Superati i precedenti record del 2023 e del 2024. Gli esperti parlano del massimo riscaldamento oceanico mai osservato per questa fase dell'anno. Il picco è stato toccato lo scorso 21 giugno: oltre quota 20,86 gradi centigradi

Le temperature superficiali del mare a livello globale hanno raggiunto a giugno il livello più alto mai registrato per questo periodo dell'anno, superando i precedenti record del 2023 e del 2024. A confermarlo sono il Servizio Copernicus per i cambiamenti climatici e il Servizio Copernicus per l'ambiente marino, che parlano del massimo riscaldamento oceanico mai osservato per questa fase dell'anno.

Il picco è stato toccato lo scorso 21 giugno, quando i dati sulla temperatura superficiale del mare hanno superato quota 20,86 gradi centigradi, di poco sopra i 20,83 gradi registrati nel 2023 e nel 2024. Anche il Servizio marino di Copernicus, nella stessa giornata, ha rilevato un valore record di 21 gradi, superiore di un decimo di grado rispetto ai massimi precedenti.

Secondo gli scienziati dell'ente europeo, il nuovo primato era in qualche modo atteso, legato all'avvio delle condizioni di El Niño nel Pacifico equatoriale, il fenomeno di riscaldamento anomalo della superficie oceanica annunciato all'inizio di giugno dall'Organizzazione meteorologica mondiale. A questo si sono aggiunte temperature superficiali del mare già insolitamente elevate, osservate da mesi in diverse zone degli oceani. Il riscaldamento record che si sta registrando, spiegano da Copernicus, riflette dunque sia gli effetti dei cambiamenti climatici sia l'inizio di un episodio di El Niño che, secondo i modelli previsionali stagionali, potrebbe raggiungere un'intensità che non si vedeva da decenni.

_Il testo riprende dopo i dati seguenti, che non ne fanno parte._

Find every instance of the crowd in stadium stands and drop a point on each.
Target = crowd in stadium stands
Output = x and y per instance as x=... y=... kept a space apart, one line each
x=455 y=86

Le conseguenze di un oceano più caldo, avverte Copernicus, sono destinate ad avere ripercussioni di ampia portata. Temperature oceaniche più elevate trattengono più a lungo il calore nell'atmosfera, forniscono energia aggiuntiva alle tempeste e favoriscono una maggiore evaporazione, aumentando così il rischio di piogge estreme e alluvioni. Il riscaldamento degli oceani contribuisce inoltre all'innalzamento del livello del mare e allo scioglimento dei ghiacci, mettendo sotto pressione gli ecosistemi marini. Le temperature superficiali più alte sono inoltre collegate a ondate di calore marine più frequenti e intense, capaci di alterare ecosistemi e attività di pesca, di incidere sulle economie costiere e di intensificare anche gli episodi di caldo estremo sulle terre emerse vicine. A ciò si aggiunge il fatto che un evento El Niño rappresenta di per sé una fonte di calore per l'atmosfera, capace di far salire la temperatura media globale e di modificare i modelli meteorologici in tutto il pianeta.

Carlo Buontempo, direttore del Servizio Copernicus per i cambiamenti climatici, ha sottolineato come le condizioni attuali potrebbero segnare l'inizio di una nuova fase che condurrà, ancora una volta, in un territorio climatico inesplorato. Con le temperature oceaniche già a questi livelli e l'arrivo di El Niño ormai imminente, secondo Buontempo è probabile che nei prossimi mesi si assista al superamento di ulteriori record.